Prepping prior to interviewing your candidate is important – identifying unique areas on their CV will help to garner potential information that could boost their chances, puts them at ease and shows you’re interested in them as a person.

Yet according to totaljobs research, three-quarters of recruiters admit to checking their candidate’s social media as part of ‘interview preparation’ and a whopping 70% admitted to spending less than an hour preparing for an interview.

However, just 36% of candidates expect their social media to be screened. But they should - according to a recent Yougov study, one in five employers had rejected a candidate because of their online posts. Rudy Sooprayen, Associate Director, YouGov Omnibus comments on the controversial decision to take social media into account: “While you can argue whether someone’s personal social media channels should be fair game when they are applying for jobs, the fact is that a lot of organisations are looking at candidates’ online activity.

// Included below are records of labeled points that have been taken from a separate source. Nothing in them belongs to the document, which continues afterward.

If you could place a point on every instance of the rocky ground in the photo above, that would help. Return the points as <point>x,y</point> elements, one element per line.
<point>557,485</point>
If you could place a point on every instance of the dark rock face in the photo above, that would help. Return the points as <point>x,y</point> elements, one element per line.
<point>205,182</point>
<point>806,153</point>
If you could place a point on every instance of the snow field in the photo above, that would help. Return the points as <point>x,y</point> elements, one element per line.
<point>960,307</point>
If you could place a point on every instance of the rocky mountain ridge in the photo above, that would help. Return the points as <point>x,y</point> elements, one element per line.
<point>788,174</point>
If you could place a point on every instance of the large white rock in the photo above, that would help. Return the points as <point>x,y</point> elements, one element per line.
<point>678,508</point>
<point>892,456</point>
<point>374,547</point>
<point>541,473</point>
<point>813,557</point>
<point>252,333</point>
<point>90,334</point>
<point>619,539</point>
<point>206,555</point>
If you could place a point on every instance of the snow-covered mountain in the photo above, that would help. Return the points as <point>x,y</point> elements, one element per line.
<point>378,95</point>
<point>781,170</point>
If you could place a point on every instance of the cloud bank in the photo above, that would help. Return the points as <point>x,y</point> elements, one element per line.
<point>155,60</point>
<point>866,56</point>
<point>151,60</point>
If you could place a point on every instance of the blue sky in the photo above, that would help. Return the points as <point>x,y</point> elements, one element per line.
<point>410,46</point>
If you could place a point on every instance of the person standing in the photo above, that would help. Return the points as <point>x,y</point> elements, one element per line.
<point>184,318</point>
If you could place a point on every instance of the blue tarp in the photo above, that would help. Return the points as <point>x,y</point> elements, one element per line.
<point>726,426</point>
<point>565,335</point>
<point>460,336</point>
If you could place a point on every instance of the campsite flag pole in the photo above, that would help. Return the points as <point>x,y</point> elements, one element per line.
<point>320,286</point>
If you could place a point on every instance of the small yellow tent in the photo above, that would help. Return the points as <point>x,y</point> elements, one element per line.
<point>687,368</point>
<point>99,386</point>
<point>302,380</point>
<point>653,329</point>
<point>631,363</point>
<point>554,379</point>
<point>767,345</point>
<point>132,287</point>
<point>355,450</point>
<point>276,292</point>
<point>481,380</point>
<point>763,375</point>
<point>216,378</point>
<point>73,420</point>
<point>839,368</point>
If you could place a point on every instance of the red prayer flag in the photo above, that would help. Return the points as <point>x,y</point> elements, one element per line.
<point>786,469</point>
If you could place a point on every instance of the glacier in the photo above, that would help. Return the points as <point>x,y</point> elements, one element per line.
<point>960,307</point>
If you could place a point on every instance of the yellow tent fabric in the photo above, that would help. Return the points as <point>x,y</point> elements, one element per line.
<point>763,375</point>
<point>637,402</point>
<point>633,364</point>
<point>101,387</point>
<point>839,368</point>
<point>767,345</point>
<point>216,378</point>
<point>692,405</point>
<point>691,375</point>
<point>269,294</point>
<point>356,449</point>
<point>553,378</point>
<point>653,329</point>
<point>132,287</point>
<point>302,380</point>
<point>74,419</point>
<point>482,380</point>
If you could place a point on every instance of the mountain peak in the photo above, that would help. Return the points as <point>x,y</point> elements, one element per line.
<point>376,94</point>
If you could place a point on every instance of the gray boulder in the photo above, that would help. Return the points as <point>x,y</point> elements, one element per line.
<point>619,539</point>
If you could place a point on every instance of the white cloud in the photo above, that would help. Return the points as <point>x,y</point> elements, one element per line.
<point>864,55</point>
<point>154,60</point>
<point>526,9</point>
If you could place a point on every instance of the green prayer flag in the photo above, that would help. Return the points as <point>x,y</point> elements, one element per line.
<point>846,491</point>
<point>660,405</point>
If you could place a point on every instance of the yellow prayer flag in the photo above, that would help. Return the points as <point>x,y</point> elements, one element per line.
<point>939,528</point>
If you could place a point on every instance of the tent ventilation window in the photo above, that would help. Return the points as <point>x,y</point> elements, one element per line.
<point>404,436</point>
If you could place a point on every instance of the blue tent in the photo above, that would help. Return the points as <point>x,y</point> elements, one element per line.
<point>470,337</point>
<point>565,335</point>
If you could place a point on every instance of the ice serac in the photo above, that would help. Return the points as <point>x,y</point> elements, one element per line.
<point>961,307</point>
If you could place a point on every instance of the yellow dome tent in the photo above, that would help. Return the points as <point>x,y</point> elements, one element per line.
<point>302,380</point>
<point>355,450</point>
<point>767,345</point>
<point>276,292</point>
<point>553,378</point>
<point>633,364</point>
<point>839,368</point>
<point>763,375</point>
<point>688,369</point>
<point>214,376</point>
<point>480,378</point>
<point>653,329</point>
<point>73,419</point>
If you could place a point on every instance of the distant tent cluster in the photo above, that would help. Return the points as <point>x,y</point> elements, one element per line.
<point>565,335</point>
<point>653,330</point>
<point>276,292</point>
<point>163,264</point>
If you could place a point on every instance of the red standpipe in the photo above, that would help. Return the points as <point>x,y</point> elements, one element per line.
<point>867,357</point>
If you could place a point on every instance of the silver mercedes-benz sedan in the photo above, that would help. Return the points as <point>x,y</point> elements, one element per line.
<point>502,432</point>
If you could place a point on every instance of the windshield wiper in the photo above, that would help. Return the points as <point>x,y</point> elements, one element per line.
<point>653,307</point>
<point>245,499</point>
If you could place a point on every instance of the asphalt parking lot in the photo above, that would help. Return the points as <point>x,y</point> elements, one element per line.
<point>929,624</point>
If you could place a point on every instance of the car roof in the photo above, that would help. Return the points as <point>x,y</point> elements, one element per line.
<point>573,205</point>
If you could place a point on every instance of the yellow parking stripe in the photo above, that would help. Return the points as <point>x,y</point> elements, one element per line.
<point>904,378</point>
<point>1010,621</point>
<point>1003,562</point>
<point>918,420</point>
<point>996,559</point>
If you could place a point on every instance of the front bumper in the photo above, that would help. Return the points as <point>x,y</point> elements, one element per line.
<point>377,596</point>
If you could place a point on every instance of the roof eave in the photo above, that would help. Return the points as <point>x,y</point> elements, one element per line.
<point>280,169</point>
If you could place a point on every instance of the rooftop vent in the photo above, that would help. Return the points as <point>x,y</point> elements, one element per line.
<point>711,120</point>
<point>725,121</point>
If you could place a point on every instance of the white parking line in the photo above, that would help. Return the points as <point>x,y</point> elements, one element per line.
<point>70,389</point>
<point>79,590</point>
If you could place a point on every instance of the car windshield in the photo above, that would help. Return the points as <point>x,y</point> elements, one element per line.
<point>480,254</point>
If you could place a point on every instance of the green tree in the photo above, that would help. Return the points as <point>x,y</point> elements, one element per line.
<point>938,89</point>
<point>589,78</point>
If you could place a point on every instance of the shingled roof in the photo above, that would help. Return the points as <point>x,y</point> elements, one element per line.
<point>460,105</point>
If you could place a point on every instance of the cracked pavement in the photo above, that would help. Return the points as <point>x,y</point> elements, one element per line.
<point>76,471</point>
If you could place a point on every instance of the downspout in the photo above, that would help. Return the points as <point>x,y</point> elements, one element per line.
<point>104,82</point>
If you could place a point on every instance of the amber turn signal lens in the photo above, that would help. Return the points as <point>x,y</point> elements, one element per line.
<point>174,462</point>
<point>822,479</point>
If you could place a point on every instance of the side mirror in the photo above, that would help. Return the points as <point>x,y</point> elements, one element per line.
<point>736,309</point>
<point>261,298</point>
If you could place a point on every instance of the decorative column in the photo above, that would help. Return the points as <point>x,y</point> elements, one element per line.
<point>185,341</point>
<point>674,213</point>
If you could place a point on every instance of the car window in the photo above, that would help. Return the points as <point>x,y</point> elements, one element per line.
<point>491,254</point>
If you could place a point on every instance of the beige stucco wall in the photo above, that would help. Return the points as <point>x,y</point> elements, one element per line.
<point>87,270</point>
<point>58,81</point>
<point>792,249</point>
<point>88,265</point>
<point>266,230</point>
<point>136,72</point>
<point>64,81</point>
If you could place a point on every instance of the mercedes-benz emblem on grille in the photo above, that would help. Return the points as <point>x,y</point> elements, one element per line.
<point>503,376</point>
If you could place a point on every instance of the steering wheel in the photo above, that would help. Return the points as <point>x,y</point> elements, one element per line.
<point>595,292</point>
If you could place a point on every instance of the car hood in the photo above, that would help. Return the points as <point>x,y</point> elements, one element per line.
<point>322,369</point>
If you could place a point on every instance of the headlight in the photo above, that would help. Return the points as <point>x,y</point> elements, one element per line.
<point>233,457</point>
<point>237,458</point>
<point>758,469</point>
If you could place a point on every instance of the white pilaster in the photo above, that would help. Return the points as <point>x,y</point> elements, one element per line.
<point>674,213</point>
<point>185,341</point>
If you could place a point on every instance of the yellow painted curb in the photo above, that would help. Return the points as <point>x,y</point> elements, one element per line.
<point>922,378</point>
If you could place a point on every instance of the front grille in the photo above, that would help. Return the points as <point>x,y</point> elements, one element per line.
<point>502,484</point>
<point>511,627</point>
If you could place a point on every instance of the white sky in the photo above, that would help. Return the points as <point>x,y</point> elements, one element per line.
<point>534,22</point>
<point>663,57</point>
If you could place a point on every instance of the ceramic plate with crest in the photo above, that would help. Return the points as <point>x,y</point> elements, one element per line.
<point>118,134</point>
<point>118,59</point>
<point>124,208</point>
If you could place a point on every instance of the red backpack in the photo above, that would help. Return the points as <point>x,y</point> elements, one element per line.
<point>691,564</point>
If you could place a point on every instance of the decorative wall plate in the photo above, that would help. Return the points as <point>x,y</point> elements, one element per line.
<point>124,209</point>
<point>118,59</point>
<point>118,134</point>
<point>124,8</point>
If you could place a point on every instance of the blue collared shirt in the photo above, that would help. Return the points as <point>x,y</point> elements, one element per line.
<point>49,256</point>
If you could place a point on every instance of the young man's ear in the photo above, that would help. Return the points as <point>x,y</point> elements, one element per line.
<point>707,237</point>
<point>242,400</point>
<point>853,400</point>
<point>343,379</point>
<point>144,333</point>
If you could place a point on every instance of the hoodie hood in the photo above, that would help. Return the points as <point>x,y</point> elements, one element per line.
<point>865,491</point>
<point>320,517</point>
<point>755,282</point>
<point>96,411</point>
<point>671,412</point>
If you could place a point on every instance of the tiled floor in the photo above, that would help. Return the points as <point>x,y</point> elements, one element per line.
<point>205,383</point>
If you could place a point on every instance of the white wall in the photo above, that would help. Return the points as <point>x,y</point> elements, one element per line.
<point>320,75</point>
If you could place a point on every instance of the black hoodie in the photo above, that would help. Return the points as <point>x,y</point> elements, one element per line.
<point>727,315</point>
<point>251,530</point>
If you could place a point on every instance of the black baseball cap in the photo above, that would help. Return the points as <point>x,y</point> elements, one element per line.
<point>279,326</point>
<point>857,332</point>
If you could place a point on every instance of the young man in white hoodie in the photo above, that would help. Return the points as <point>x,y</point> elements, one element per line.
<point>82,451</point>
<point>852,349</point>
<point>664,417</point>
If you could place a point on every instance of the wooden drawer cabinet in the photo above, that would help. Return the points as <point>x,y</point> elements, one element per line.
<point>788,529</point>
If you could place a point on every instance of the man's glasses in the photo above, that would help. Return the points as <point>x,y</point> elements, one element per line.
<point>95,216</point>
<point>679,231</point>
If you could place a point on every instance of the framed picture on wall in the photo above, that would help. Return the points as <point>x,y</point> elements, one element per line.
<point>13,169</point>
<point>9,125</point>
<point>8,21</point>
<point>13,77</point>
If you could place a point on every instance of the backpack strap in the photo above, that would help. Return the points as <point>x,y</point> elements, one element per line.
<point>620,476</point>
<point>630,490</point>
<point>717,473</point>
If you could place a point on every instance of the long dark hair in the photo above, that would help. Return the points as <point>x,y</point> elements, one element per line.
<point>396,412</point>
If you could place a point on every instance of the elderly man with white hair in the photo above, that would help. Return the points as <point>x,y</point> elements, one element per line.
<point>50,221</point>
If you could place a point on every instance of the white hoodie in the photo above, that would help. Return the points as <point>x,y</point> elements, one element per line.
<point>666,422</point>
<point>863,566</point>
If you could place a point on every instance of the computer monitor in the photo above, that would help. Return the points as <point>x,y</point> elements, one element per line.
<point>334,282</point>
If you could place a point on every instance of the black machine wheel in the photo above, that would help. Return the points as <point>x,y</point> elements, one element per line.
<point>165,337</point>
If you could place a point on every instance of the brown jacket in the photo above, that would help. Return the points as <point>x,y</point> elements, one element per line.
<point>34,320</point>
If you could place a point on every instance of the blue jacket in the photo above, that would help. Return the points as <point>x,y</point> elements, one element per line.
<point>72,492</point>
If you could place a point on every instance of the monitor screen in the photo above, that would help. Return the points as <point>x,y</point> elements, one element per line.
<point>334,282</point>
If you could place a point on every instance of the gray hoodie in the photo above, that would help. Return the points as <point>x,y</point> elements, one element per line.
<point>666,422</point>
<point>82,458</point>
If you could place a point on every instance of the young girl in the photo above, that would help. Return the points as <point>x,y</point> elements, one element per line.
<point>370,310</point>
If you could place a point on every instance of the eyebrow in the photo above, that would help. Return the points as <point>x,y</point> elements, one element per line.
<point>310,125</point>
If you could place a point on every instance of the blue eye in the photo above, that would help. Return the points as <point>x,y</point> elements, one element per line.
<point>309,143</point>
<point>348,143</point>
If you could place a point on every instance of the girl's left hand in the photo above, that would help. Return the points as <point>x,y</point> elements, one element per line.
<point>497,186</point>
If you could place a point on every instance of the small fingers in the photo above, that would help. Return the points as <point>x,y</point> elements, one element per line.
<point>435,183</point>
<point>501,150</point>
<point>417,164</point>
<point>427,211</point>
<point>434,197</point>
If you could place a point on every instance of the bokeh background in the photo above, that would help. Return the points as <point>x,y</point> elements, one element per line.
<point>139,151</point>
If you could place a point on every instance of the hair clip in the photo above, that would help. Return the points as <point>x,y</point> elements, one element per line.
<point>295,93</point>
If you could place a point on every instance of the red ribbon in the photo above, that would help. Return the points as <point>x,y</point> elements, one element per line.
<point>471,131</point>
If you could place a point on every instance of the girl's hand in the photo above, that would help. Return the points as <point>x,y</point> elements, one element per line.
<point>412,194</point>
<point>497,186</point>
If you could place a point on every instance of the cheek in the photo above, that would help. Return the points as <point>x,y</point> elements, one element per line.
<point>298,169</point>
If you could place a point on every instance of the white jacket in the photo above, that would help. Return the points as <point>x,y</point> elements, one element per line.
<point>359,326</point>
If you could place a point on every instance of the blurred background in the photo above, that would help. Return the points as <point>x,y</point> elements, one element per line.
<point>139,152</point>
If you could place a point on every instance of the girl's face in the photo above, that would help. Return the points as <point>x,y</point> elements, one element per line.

She warns that applicants need to take as much care with their Facebook and LinkedIn profiles as they do with their CVs and covering letters. 88% of recruiters agree that candidates should spend more time prepping, such as researching the company, thinking of questions to ask the employer (81%) and re-reading the job description (75%), according to the totaljobs survey. 34% of candidates admitted to putting in three hours of work to deliver a solid interview.

Yet, just over half (57%) of employers say that they always offer feedback after interviews. Just six per cent of candidates say they always receive feedback, with just 15% saying they receive it ‘most of the time’. Regardless of the outcome, 95% of candidates want feedback, with 79% wanting to know their mistakes in order to improve. However, just 33% have received feedback on their mistakes.

Totaljobs HR Director, David Clift, comments: “Employers and candidates also seem to have vastly different experiences when it comes to feedback. Candidates can’t be expected to refine their interview technique without being told what they’re doing well and what they need to work on. 70% of candidates told us that they take the feedback on board, and apply it in future interviews, suggesting that with more in-depth feedback, we may be able to improve the process for all parties.”